Damit würde sich der Zweck der Europäischen Union in ihr Gegenteil verkehren, argumentiert Nuspliger, wenn er sagt: "Die EU ist der Versuch, die Internationalisierung der Wirtschaft mit einer Internationalisierung der Demokratie abzufedern." Viel zu oft scheitere die Demokratisierung aber daran, dass die Kommission und das Europäische Parlament zu schwach seien, um sich gegen die Mitgliedstaaten durchzusetzen - zu schwach also, "als dass eine gesamteuropäische Demokratie entstehen könnte, die diesen Namen verdient". Das liege nicht nur daran, wie die Institutionen konstruiert wurden, sondern auch daran, wie sie im Alltag ausgestaltet werden, was sich besonders deutlich im Parlament offenbare. In nationalen Parlamenten stelle die Opposition in der Regel nicht die Existenz des Staates in Frage. Eine Mehrheit der Fraktionen im EU-Parlament würde sich wohl gegen Nuspligers Behauptung wehren, dass es in der EU "keine klar definierbare Opposition in Sachfragen" gebe. Doch ganz falsch ist die Beobachtung nicht, dass sich Opposition vor allem an einer Grundsatzfrage festmacht: Braucht es die EU - ja oder nein?

Dabei entspreche dieses Denken in nationalen Silos gar nicht mehr der Wirklichkeit der europäischen Bürger, sagt Nuspliger. In Anlehnung an den Wirtschaftswissenschaftler Guido Tabellini schreibt er, dass sich die kulturellen Gräben in Europa zwar vertiefen, aber nicht so sehr zwischen den Nationalstaaten, sondern innerhalb dieser. So habe eine linksliberale Berlinerin heute mit einem Regierungskritiker in Warschau mehr gemeinsam als mit einem AfD-Anhänger aus Sachsen, obwohl sie mit ihm eine Sprache und die Nationalität teilt. "Nie zuvor verlief die Debatte über die Ausrichtung der EU und über die Werte Europas grenzüberschreitender." Um grenzüberschreitende Interessen besser abzudecken und gleichzeitig die bürgernahen Elemente der EU zu stärken, schlägt Nuspliger vor, europäische Bürgerausschüsse einzurichten. Erfolgreiche Versuche habe es schon gegeben, die Ausschüsse hätten konstruktiv und engagiert gearbeitet. Bisher fehlte aber der Mut, relevante Entscheidungen und Prozesse an sie zu delegieren. Dabei, findet Nuspliger, könne man ruhig auf die "Schwarmintelligenz" der Wähler zurückgreifen.

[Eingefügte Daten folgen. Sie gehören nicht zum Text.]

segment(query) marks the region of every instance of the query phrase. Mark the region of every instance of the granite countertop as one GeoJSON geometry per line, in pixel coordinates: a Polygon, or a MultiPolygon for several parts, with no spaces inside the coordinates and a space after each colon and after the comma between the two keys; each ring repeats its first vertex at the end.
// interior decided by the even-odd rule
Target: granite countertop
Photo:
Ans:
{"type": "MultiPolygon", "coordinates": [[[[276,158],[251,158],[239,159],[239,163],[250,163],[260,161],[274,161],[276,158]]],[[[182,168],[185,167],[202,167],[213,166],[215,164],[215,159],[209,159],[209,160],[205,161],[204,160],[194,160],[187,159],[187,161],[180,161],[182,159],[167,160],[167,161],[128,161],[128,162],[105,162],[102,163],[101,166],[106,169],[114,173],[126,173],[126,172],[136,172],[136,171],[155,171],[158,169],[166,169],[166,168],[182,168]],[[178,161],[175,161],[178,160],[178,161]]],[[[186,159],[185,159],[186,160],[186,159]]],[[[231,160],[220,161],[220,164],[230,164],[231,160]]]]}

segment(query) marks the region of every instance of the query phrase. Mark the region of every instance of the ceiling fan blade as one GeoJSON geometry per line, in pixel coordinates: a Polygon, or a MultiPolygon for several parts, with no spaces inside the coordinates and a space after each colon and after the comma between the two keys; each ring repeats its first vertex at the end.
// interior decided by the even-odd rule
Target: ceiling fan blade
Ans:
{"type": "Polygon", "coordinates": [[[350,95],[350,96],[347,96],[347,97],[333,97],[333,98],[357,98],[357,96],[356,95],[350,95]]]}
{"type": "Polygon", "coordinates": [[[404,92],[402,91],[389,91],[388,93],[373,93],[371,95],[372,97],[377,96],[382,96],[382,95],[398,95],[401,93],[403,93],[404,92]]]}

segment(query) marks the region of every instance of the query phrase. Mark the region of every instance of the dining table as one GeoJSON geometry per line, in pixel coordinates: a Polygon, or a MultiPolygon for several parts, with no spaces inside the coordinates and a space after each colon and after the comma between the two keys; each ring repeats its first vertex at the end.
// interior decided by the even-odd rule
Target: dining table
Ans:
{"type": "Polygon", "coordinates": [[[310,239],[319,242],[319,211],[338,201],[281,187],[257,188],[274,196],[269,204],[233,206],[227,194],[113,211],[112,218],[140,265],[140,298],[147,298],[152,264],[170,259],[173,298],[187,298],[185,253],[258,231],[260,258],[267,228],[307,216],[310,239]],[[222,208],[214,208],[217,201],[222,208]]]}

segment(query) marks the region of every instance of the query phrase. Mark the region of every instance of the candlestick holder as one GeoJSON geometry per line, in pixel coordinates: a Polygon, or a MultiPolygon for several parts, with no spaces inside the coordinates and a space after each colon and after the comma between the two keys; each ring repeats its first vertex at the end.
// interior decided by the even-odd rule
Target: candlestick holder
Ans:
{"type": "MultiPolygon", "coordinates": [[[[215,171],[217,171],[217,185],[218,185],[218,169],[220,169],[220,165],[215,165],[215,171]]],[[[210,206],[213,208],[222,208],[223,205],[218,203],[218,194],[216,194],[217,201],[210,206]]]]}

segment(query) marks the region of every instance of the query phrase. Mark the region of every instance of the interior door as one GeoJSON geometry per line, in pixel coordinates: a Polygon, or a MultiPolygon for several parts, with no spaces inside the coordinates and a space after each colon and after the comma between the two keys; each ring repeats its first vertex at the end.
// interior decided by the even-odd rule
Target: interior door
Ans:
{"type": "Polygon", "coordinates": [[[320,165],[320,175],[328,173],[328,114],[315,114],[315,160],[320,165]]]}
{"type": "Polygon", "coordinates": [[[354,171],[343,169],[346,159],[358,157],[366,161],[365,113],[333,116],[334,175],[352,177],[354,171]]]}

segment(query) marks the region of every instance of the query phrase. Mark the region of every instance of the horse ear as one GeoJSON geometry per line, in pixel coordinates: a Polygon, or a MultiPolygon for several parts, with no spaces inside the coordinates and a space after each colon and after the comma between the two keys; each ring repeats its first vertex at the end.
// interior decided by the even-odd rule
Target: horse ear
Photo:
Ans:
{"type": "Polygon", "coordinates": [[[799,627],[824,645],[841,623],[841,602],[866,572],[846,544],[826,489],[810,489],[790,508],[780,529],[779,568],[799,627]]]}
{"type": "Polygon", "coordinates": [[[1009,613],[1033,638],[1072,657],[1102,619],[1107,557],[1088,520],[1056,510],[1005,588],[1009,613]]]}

In unaufgeregtem Ton macht sich der Autor immer wieder als Erklärer der EU verdient, weniger als ihr Richter. Das gelingt auch dann, wenn er den Lesern Einblick in seine eigene Arbeit als Journalist gewährt. Dann, wenn er als Reporter auftritt, der in einem Kapitel den Lobbying-Kritiker Olivier Hoedeman in Brüssel trifft und sich in einem anderen in Budapest mit Márta Pardavi vom Helsinki-Komitee für Menschenrechte über Orbáns Ungarn austauscht. Die szenischen Elemente tun dem Thema durchaus gut, machen Probleme und mögliche Lösungen erlebbar - und zeigen ganz nebenbei, dass die EU eben nicht nur aus Hinterzimmern und Elfenbeintürmen heraus gestaltet wird.

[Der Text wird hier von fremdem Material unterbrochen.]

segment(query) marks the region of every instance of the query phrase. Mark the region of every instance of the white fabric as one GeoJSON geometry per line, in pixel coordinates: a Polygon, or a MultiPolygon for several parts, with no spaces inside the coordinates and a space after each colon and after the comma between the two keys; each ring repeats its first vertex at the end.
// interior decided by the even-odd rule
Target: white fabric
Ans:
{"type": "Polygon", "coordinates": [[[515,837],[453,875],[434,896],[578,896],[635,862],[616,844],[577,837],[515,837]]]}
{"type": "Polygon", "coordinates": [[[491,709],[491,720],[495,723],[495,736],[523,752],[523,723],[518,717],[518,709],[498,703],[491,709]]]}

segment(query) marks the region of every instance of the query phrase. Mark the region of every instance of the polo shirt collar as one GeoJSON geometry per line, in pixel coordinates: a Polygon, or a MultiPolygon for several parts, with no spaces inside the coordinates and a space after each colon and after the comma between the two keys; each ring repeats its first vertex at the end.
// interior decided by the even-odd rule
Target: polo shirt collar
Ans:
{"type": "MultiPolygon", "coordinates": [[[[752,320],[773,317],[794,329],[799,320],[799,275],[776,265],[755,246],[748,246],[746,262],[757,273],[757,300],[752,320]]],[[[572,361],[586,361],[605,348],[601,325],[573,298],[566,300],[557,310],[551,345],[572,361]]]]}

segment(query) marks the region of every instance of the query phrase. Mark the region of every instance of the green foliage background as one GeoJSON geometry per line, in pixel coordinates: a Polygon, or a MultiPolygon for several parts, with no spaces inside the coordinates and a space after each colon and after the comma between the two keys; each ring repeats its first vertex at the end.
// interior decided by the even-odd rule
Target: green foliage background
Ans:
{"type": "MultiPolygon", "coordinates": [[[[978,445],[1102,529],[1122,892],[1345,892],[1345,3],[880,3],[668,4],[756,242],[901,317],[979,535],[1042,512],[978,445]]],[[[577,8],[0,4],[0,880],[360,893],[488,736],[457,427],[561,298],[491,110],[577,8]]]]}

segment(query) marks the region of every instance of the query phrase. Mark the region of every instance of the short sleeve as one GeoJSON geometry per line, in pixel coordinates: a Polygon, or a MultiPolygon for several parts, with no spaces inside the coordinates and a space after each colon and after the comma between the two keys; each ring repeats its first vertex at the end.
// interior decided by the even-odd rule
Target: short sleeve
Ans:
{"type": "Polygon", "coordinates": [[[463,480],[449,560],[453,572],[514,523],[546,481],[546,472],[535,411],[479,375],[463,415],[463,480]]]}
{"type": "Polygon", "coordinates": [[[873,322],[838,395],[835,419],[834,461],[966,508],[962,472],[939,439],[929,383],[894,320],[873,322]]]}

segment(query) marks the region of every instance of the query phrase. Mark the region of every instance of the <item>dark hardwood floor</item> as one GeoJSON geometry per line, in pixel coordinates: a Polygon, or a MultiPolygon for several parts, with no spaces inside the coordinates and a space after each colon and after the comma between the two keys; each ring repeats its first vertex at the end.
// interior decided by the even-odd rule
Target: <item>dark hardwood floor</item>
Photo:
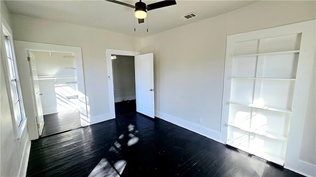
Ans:
{"type": "Polygon", "coordinates": [[[301,177],[137,113],[32,142],[28,177],[301,177]]]}
{"type": "Polygon", "coordinates": [[[136,100],[127,100],[115,103],[115,116],[116,117],[136,111],[136,100]]]}
{"type": "Polygon", "coordinates": [[[44,122],[40,138],[81,127],[80,113],[77,109],[45,115],[44,122]]]}

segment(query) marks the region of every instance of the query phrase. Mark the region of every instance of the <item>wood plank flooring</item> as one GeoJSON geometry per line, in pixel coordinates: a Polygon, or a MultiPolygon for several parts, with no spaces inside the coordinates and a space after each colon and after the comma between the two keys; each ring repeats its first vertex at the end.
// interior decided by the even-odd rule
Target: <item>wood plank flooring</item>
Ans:
{"type": "Polygon", "coordinates": [[[127,100],[115,103],[115,116],[116,117],[136,111],[136,100],[127,100]]]}
{"type": "Polygon", "coordinates": [[[27,177],[301,177],[137,113],[32,142],[27,177]]]}
{"type": "Polygon", "coordinates": [[[76,109],[45,115],[44,122],[40,138],[81,127],[80,112],[76,109]]]}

Mit seinen eigenen Vorbehalten gegen die EU, die er hegte, bevor er seine Arbeit in Brüssel begann, geht Nuspliger offen um. Die Vorstellung, dass es sich beispielsweise bei der Kommission um ein aufgeblähtes Bürokratiemonster handelt, dürften viele Bürger teilen. Den Tatsachen entspreche das aber nicht, sagt Nuspliger heute. Rund 32 000 Personen sind bei der Kommission beschäftigt. Das klingt sicherlich erst einmal viel. Die Zahl relativiere sich jedoch, wenn man bedenkt, dass allein die Stadt München etwa genauso viel Personal beschäftige. Und dort, wo der Beamtenapparat tatsächlich groß ist, gebe es oft genug sinnvolle Gründe. Nuspliger rechnet vor, wie viele Ressourcen im Parlament allein für Übersetzungsarbeiten draufgehen: ein Viertel. Weil alle Parlamentarier das Recht haben, ihre Reden und Anträge in einer der 24 Amtssprachen der EU vorzubringen, braucht es einen entsprechend großen Stab an Dolmetschern. Fast jeder dritte Verwaltungsangestellte werde als Folge der Mehrsprachigkeit beschäftigt und stehe damit für eine Union, die auf gegenseitige Verständigung setzt, ohne dabei in Gleichmacherei zu driften. Etwas, das weder technokratische noch populistische Kräfte wollen oder können.

ANNA-LENA NIEMANN

Niklaus Nuspliger: Europa zwischen Populisten-Diktatur und Bürokraten-Herrschaft.

NZZ Libro, Basel 2019. 197 S., 24,- [Euro].